[71653] in North American Network Operators' Group
Re: S.2281 Hearing (was: Justice Dept: Wiretaps...)
daemon@ATHENA.MIT.EDU (John Curran)
Sun Jun 20 00:34:01 2004
In-Reply-To: <Pine.GSO.4.58.0406192315120.1141@clifden.donelan.com>
Date: Sun, 20 Jun 2004 00:30:52 -0400
To: Sean Donelan <sean@donelan.com>
From: John Curran <jcurran@istaff.org>
Cc: nanog@merit.edu
Errors-To: owner-nanog-outgoing@merit.edu
At 12:06 AM -0400 6/20/04, Sean Donelan wrote:
>On Sat, 19 Jun 2004, John Curran wrote:
>> S.2281 takes the middle of the road position in areas such as lawful
>> intercept, universal service fund, and E911. At a high-level, those
>> VoIP services which offer PSTN interconnection (and thereby look like
>> traditional phone service in terms of capabilities) under S.2281 pick up
>> the same regulatory requirements.
>
>It sounds good, if you assume there will always be a PSTN. But its
>like defining the Internet in terms of connecting to the ARPANET.

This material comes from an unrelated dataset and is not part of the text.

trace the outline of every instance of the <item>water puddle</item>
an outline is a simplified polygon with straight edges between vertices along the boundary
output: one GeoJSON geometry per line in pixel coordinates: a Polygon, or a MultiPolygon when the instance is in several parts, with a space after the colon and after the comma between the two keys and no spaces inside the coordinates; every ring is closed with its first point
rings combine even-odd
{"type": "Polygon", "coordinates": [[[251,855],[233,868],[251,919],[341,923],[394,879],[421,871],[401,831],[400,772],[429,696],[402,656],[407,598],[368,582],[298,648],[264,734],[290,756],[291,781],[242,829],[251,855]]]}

Correct. It's a workable interim measure to continue today's practice
while the edge network is transitioning to VoIP. It does not address
the more colorful long-term situation that law enforcement will be in
shortly with abundant, ad-hoc, encrypted p2p communications.
>What about Nextel's phone-to-phone talk feature which doesn't touch
>the PSTN? What about carriers who offer "Free" on-net calling, which
>doesn't connect to the PSTN and off-net calling to customers on the
>PSTN or other carriers.
>
>Will the bad guys follow the law, and only conduct their criminal
>activities over services connected to the PSTN?
Sean - what alternative position do you propose?